Ne dovrei scrivere tanti, di libri, per vivere solo del mestiere di scrittore; allora, preferisco fare un altro lavoro, e scrivere meno. Faccio il giornalista, per Il Corriere della sera e per Vanity Fair (guardate nella sezione della della cultura, prima del calcio).

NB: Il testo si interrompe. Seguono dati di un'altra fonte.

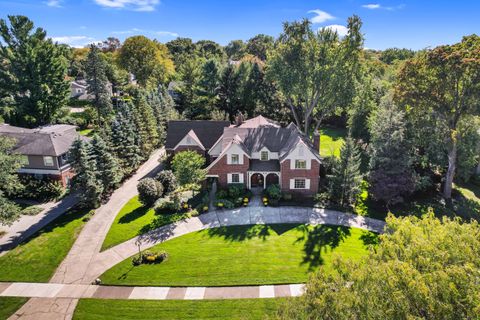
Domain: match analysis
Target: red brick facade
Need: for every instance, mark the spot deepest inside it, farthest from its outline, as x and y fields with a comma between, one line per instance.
x=312, y=174
x=221, y=168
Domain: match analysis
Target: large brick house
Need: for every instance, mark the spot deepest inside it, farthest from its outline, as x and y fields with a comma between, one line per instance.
x=257, y=152
x=45, y=150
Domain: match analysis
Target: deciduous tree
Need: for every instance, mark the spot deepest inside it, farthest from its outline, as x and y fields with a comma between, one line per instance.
x=444, y=83
x=33, y=87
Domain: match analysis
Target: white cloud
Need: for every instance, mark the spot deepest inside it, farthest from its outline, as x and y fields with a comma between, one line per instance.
x=160, y=33
x=341, y=30
x=75, y=41
x=321, y=16
x=135, y=5
x=375, y=6
x=54, y=3
x=372, y=6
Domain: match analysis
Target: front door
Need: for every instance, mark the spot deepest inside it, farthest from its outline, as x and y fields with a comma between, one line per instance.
x=256, y=180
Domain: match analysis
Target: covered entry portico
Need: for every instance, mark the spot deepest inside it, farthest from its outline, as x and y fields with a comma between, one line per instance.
x=261, y=174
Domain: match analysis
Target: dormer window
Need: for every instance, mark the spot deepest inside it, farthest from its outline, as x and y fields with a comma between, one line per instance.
x=300, y=164
x=234, y=159
x=264, y=155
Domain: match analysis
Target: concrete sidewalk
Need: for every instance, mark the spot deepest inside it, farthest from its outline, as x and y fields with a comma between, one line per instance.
x=79, y=291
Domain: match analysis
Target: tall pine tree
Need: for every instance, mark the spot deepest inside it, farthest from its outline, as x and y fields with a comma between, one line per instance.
x=86, y=181
x=347, y=178
x=108, y=169
x=97, y=81
x=391, y=175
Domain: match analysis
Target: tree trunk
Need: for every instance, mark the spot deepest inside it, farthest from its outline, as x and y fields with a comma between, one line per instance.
x=452, y=166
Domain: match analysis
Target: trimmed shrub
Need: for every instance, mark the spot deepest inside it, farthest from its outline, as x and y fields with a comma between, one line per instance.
x=273, y=192
x=235, y=190
x=168, y=181
x=149, y=190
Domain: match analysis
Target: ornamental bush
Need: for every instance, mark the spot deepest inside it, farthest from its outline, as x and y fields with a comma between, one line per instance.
x=149, y=190
x=168, y=181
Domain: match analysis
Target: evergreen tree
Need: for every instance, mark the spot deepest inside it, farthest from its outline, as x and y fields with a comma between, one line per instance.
x=86, y=181
x=228, y=91
x=125, y=140
x=391, y=174
x=97, y=81
x=33, y=88
x=108, y=169
x=347, y=178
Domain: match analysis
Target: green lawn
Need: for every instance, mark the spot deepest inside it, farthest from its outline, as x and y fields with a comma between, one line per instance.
x=8, y=305
x=244, y=309
x=134, y=219
x=37, y=259
x=331, y=140
x=243, y=255
x=86, y=132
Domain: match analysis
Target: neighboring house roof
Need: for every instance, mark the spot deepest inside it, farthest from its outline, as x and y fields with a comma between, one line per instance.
x=53, y=140
x=206, y=131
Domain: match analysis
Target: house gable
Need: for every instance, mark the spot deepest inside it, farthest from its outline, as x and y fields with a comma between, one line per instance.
x=189, y=140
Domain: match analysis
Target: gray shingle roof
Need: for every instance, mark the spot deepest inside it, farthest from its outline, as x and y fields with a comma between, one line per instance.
x=207, y=131
x=259, y=165
x=51, y=140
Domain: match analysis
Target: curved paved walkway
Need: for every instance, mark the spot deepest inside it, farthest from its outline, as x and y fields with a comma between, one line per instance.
x=241, y=216
x=80, y=291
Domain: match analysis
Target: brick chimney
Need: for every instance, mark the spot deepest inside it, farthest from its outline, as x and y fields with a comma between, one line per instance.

Prendi mai spunto da altri?
Ci sono cose che mi hanno fulminato e le prendo, però lo dico sempre. Ad esempio, mi piaceva moltissimo il meccanismo di Io non ho paura (Ammaniti): il ragazzino che scopre un segreto gravissimo che riguarda i genitori. L’ho usato anch’io per Senza coda.
Il tuo libro preferito?
Trilogia della città di K. L’autrice era scappata dall’Ungheria, e parlava poco il francese. Ha scritto un libro con le cinquanta parole francesi che conosceva, invece che con la sua lingua madre, per risparmiare parole. Poi, Ti prendo e ti porto via (Ammaniti) e, al terzo posto, Il filo del rasoio, opera di uno scrittore omosessuale, impertinente, che vedeva moltissime cose, non diceva niente, e poi le metteva nei suoi libri.
Scriveresti un libro sulla guerra?
Sì, soprattutto su quello che lascia, come gli orfani.
Parli inglese?
Quasi per niente.
Francese?
Sì, ma con il francese ci parli col muro…
Come ti chiami, quanti anni hai, ce l’hai facebook?
Mi chiamo Marco Missiroli, ho trent’anni, la pagina facebook me l’hanno creata gli altri (la controlla l’amico e scrittore Giorgio Fontana).
Hai mai visto partite della Juve?
Sì.
Chi ti ha raccontato la storia della vittoria dell’Uruguay?
Un uomo che pescava al porto di Rimini, in dialetto. L’ha anche scritta Brera, un grande giornalista sportivo.
Hai mai scritto un libro su dove sei nato?
L’ultimo, Il senso dell’elefante. Prima, avevo paura di affrontare la mia città.
Sulla tua vita?
Bisogna essere più vecchi. Al tema di maturità era uscita questa traccia: esprimi il dolore della tua vita. Ho preso 15 su 15! così, sono uscito con 96 (per il resto delle prove mi sono pure aiutato copiando!). Liceo scientifico.
Un consiglio di metodo?
Io ho lavorato in edicola dai quattordici ai venticinque anni, l’estate. Mi alzavo alle cinque e mezza, così ho imparato il metodo. Quando inizio a scrivere, è così: tutti i giorni una pagina. Il segreto è interrompersi sempre quando hai l’idea per andare avanti, così il giorno dopo continui. Sempre e solo una pagina, anche se ho tante cose da dire, anche se ho la febbre. A volte ci metto anche undici ore, altre basta mezzora. Se poi voglio aggiungere qualcosa, lo appunto su un foglietto e lo scrivo il giorno dopo. Quando, invece, non ho idee metto la fronte sul tavolo, per fare arrivare il sangue alla testa. Di solito finisce che mi addormento e alla fine l’idea arriva.
Sogni cosa scrivere?
Quando dormo, sogno di fare goal, oppure canestro, non di scrivere.